[R6RS] comments on rough draft for hash tables

Wed Mar 8 10:33:32 EST 2006

Thanks for the quick response, Will.  I've made changes in SVN in 
response to all of your points, as detailed below.

> I'd prefer hash-table-get/default,
> by analogy with the name used by SRFI-69:
> hash-table-ref/default.

Done.  For consistency, I've also renamed all the hash-table-get/xxx 
procedures to hash-table-ref/xxx, which matches SRFI-69's convention.

> We also should have something like
> 
> Procedure: hash-table-get/call hash-table key f => object
> 
>     Returns the value associated with key in the hash-table
> if the hash table contains key; otherwise tail-calls f on key.
> 
> In my opinion, hash-table-get/call is more useful and more
> efficient than hash-table-get/thunk, which often requires
> the user to obtain the thunk by writing things like
> (lambda () (f key)).

Added.

>>Procedure: hash-table-contains hash-table
> 
> 
> This should be
> 
> Procedure: hash-table-contains? hash-table key

Fixed.

> If we change /flag to /default or add the /call version,
> then we should make the corresponding change or addition
> to the update procedures.

Both done.  (Any "unnecessary" procedures can be cut later.)

>>Procedure: hash-table-fold hash-table procedure init => value
>>Procedure: hash-table-for-each procedure hash-table => unspecified
> 
> 
> What happens if the procedure adds or deletes keys from
> the hash-table?  

The issue item about "Side effects in thunks" was intended to indicate 
that this is yet to be addressed.  I've relabeled it as "Side effects in 
higher-order procedures", and changed the language to include "This 
should be addressed somehow, if only by a statement that the behavior 
caused by such procedures is unspecified."

> The specification of hash-table-clear!
> implies that this is allowed.

The code in question was a leftover from earlier work.  I've deleted it.

>>Procedure: eq-hash object => integer
>>
>>    Returns a hash value for object based on its location.
>>This procedure is the hash function used by make-eq-hash-table.
> 
> 
> No, we shouldn't guarantee that this procedure is used by
> make-eq-hash-table.  In some systems it may be, but it is
> unlikely to be the same hash function in systems whose
> garbage collectors move objects.  
...
> Hah.  The implementors of MIT Scheme did not anticipate
> garbage collectors that run 100 times per second.

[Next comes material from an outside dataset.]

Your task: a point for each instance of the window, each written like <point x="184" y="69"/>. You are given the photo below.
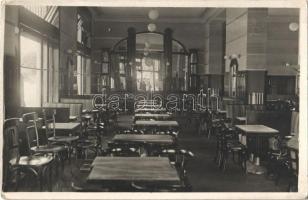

Removed.  That behavior arose from a desire to have the reflection 
procedures produce something useful and consistent with the rest of the 
spec, when called on an eq or eqv hash table:

>>Procedure: hash-table-hash-function hash-table => procedure
>>
>>    Returns the hash function used by hash-table.
> 
> 
> Should these procedures be defined on hash tables that
> were created by calling make-eq-hash-table or
> make-eqv-hash-table?  

You're right that hash-table-hash-function shouldn't be, so I've added 
provisional language to that effect.  What about 
hash-table-equivalence-predicate ?

> O(1) retrieval cannot be guaranteed for arbitrary hash
> functions.  You can't even guarantee amortized O(1)
> retrieval for the system's hash functions.  The best
> you can do is to guarantee average-case amortized O(1)
> retrieval for the system's hash functions.

Good point.  I took that example from SRFI 69, which actually uses 
language such as "Given a good hash function, this operation should have 
an (amortised) complexity of O(1) with respect to the number of 
associations in hash-table."  This is now quoted in the issue text.  I 
mainly wanted to document the question of whether the proposal should 
include such constraints on implementations.

>>Concurrency: R6RS does not deal with concurrency.  Should
>>this proposal say any thing about it?
> 
> 
> We might not say anything about it, but we need to think
> about it.  Any implementation that supports concurrency is
> going to have to implement some kind of mutual exclusion
> for operations that have side effects, and some will need
> a bit of mutual exclusion even for hash-table-ref.
> 
> As specified, the updating operations are not atomic, so
> they create no new problems.  (Some implementors might try
> to implement them as atomic operations, but we can let
> them learn the hard way.)
> 
> The hash-table-fold and hash-table-for-each procedures
> already have a problem, even without concurrency.

I've added these remarks to the issue text.

--
Anton